Beeson, who later took on the position of chief of staff at the hospital, helped build a five-county ambulance service, worked on outside provider contracts, and streamlined a process for distributing general allotments of money for care — and he was hooked. “I decided to pursue the administrative route,” he says.

Accepting a position as an associate medical director for FHP Health Care in 1993, and later as a medical director with the company, Beeson learned about finance, organizational structure, and relationship-building with physicians. After several years, he moved on to Cigna as a regional medical director and then became the vice president and national medical director at Schaller Anderson, which runs Medicaid health plans in seven states.
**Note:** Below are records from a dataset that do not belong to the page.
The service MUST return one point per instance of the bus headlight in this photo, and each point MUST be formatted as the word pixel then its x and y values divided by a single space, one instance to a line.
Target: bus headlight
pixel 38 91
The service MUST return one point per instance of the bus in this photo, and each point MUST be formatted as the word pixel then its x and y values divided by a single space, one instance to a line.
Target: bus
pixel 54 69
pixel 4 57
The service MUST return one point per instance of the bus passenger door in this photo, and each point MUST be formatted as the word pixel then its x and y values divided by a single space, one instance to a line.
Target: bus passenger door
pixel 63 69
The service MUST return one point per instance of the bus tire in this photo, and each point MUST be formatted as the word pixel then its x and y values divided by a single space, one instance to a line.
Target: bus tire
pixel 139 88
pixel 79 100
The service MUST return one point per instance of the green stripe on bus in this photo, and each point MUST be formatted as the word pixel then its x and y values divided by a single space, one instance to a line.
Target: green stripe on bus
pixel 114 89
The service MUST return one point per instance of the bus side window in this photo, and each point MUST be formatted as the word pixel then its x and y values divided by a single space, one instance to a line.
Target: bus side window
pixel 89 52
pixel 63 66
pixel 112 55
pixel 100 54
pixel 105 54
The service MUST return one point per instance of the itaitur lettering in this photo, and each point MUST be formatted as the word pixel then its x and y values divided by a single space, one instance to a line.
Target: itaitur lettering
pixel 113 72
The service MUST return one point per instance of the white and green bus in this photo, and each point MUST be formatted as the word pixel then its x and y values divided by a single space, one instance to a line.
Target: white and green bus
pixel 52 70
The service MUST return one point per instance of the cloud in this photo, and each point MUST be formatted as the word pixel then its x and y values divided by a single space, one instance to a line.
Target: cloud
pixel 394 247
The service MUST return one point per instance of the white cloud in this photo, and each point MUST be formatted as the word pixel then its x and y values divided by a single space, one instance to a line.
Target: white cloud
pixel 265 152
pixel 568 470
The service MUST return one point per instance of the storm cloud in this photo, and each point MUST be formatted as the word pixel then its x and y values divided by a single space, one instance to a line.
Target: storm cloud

Beeson recently returned to the provider side of health care and is now vice president for medical affairs at St. Mary’s Hospital and Regional Medical Center in Grand Junction, Colo. The experience he gained working for insurers has been invaluable in his new position, especially in dealing with health plan medical directors on issues such as payments and discharge planning.

As health plans redefine the role of medical directors, however, Beeson worries that relationships between providers and insurers could suffer.

“When I first went to FHP as a medical director, I had three or four hospitals that I covered. I got to know those physicians, so I could solve problems quickly. That had a lot of value. As health plans pull back and centralize these processes, it’s just going to be someone on the end of the phone, and that is going to damage relationships. It is going to be less expensive, but it may impact quality of care.”